Bulking Up the Steroid Policy

MLB is finally attempting to strengthen its steroid policy. Facing threatened legislation and grand jury testimony leaks, Bud Selig unveiled new measures today at the owners’ meeting in Scottsdale, Arizona. ESPN revealed some of the details of the stiffer penalties. The bans below are all without pay, with the previous punishment follows in parentheses:

  • 1st positive test: 10-day ban (“treatment”)
  • 2nd positive test: 30-day ban (15-day suspension or $10,000 fine)
  • 3rd positive test: 60-day ban (25-day suspension or $25,000 fine)
  • 4th positive test: 1-year ban (50-day suspension or $50,000 fine)
  • 5th positive test: Discipline determined by the commissioner (1-year suspension or $100,000)

Notably, stricter penalties for amphetamines are not part of the plan. It is widely believed that stimulants, or “greenies,” are a larger problem than steroids in baseball. The Olympic banned substance policy is stricter with this category of drugs.

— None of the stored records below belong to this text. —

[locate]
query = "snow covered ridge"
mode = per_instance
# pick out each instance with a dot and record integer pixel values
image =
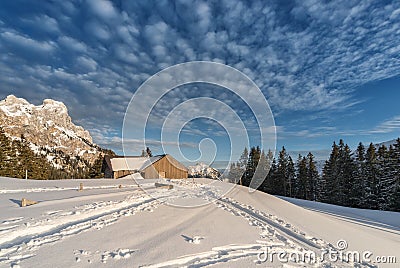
(47, 127)
(107, 226)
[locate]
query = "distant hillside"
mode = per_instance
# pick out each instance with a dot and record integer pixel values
(387, 143)
(48, 132)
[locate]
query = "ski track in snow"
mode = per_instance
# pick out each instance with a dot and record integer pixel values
(19, 240)
(57, 189)
(279, 236)
(25, 239)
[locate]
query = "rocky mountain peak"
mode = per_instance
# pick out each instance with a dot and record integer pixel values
(46, 126)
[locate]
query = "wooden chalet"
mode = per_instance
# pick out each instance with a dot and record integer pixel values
(160, 166)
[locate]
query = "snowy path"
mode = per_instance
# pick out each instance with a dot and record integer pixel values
(383, 220)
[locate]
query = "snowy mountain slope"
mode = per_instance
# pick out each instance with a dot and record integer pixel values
(201, 170)
(386, 220)
(48, 128)
(111, 226)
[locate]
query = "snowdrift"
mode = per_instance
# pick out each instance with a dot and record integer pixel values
(115, 223)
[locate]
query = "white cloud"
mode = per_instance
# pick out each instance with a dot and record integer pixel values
(103, 8)
(72, 44)
(28, 43)
(387, 126)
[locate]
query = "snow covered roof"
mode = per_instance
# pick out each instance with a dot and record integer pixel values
(132, 162)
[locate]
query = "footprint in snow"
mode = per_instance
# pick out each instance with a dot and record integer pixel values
(193, 240)
(12, 220)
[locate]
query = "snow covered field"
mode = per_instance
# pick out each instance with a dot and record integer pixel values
(114, 223)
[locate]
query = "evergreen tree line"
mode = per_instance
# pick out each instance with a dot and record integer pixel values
(18, 160)
(366, 178)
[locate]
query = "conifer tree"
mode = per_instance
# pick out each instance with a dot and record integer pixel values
(371, 168)
(312, 177)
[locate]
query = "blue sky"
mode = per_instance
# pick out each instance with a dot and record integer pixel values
(329, 69)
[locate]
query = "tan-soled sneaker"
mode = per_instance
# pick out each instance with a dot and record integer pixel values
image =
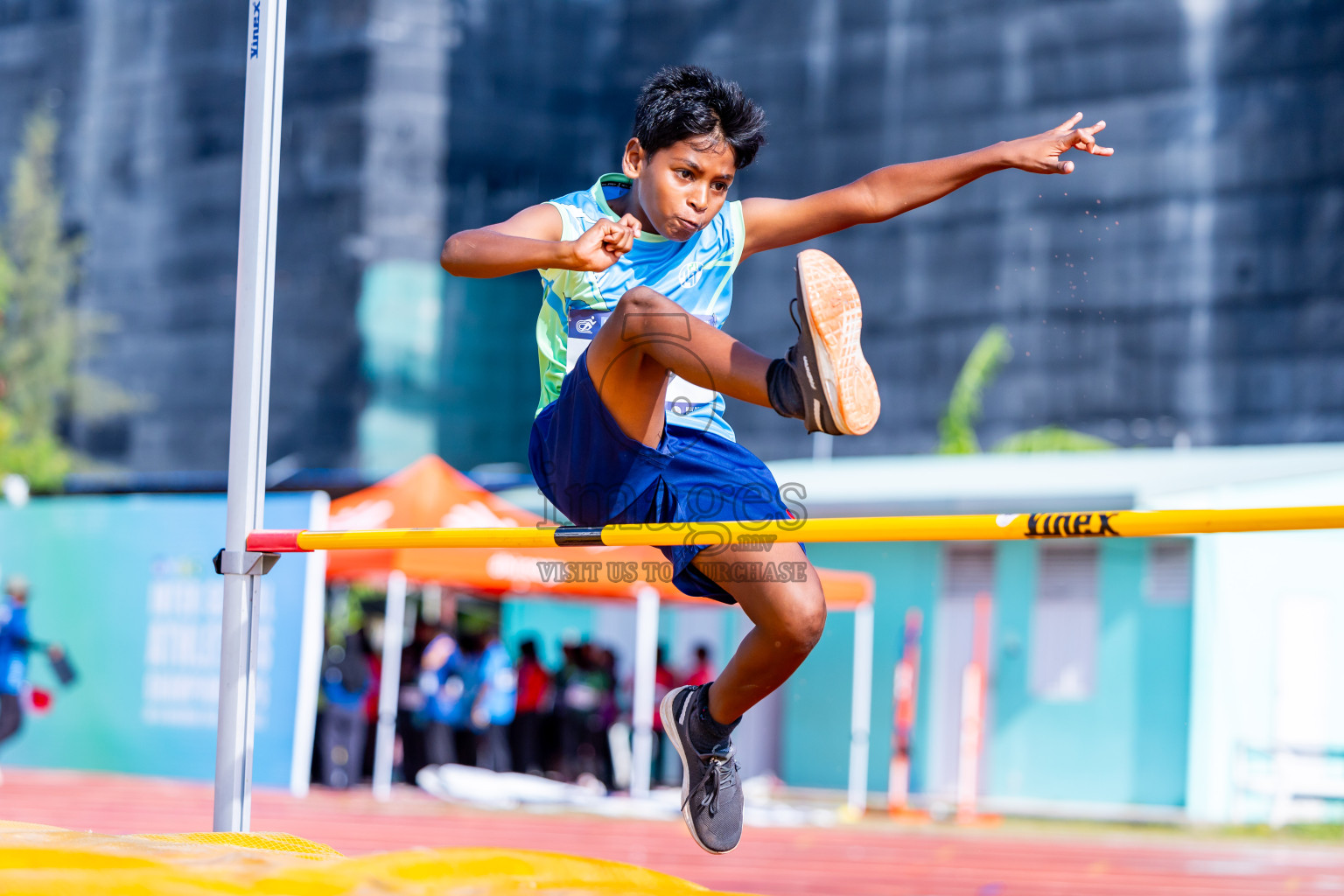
(839, 391)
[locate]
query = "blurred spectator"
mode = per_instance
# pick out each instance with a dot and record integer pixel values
(702, 672)
(534, 702)
(14, 654)
(347, 682)
(582, 692)
(444, 687)
(663, 682)
(494, 700)
(411, 703)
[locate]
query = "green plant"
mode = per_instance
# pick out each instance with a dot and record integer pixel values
(40, 335)
(957, 427)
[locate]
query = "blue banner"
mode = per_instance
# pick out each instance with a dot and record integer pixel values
(125, 584)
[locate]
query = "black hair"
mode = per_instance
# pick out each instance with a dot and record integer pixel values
(691, 101)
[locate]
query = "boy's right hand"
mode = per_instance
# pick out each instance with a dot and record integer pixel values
(604, 243)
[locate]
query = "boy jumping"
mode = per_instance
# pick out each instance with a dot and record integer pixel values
(637, 276)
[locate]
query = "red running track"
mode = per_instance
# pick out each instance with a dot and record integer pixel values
(872, 858)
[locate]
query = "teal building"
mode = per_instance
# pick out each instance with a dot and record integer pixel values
(1140, 679)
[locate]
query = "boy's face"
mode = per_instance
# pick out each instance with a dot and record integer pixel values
(683, 186)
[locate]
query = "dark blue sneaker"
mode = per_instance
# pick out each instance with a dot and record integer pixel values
(711, 793)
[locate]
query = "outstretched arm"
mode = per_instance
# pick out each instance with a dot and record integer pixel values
(533, 240)
(887, 192)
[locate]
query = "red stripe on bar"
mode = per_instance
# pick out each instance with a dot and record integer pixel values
(275, 540)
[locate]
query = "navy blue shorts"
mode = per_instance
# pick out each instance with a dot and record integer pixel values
(596, 474)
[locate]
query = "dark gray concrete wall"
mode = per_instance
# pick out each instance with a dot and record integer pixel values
(1190, 288)
(150, 98)
(1211, 312)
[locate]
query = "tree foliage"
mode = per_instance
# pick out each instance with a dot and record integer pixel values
(38, 329)
(40, 335)
(957, 427)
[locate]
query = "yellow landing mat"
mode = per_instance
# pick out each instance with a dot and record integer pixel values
(52, 861)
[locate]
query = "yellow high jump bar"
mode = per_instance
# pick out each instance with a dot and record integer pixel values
(1004, 527)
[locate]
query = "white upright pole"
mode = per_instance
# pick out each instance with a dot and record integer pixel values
(641, 703)
(250, 407)
(862, 708)
(390, 684)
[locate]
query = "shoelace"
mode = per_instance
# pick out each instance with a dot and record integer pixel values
(721, 771)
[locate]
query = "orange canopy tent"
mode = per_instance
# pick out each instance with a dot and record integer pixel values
(430, 494)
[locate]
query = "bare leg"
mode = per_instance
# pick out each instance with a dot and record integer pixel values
(789, 618)
(649, 336)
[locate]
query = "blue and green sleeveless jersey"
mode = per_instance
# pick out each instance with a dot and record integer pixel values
(695, 274)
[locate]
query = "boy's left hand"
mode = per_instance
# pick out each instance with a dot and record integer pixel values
(1042, 153)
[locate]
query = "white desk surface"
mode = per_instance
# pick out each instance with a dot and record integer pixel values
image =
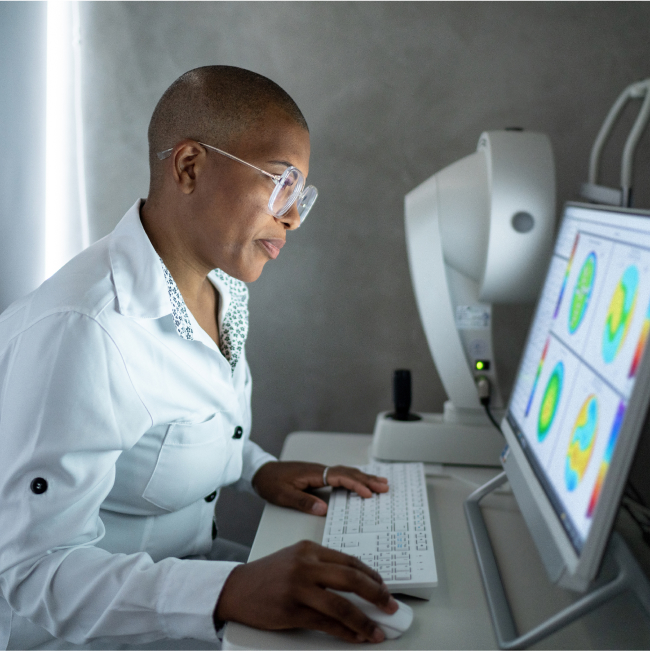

While I understand that the nature of the 162-game season is grueling, I am disappointed that the league did not take this opportunity to take stronger action against amphetamines. Since only the hot topic, steroids, is addressed, the policy change smacks of a public relations ploy.

Only players’ urine, not blood, will be tested. This limitation means that use of human growth hormone will go undetected, since only blood tests can reveal this substance. Again, this aspect of the policy seems to be hurriedly put together due to public pressure.

The MLBPA still needs to vote to pass this policy. I hope that they will take what the owners have agreed to, but add some foresight to the plan. How about including provisions for testing of any future performance-enhancing substances, so that baseball does not again find itself with “tainted” records? If the parties are truly interested in cleaning up the game, these seemingly stopgap measures are a start, but an in-depth, comprehensive plan addressing amphetamines and yet-to-be-invented compounds should be considered.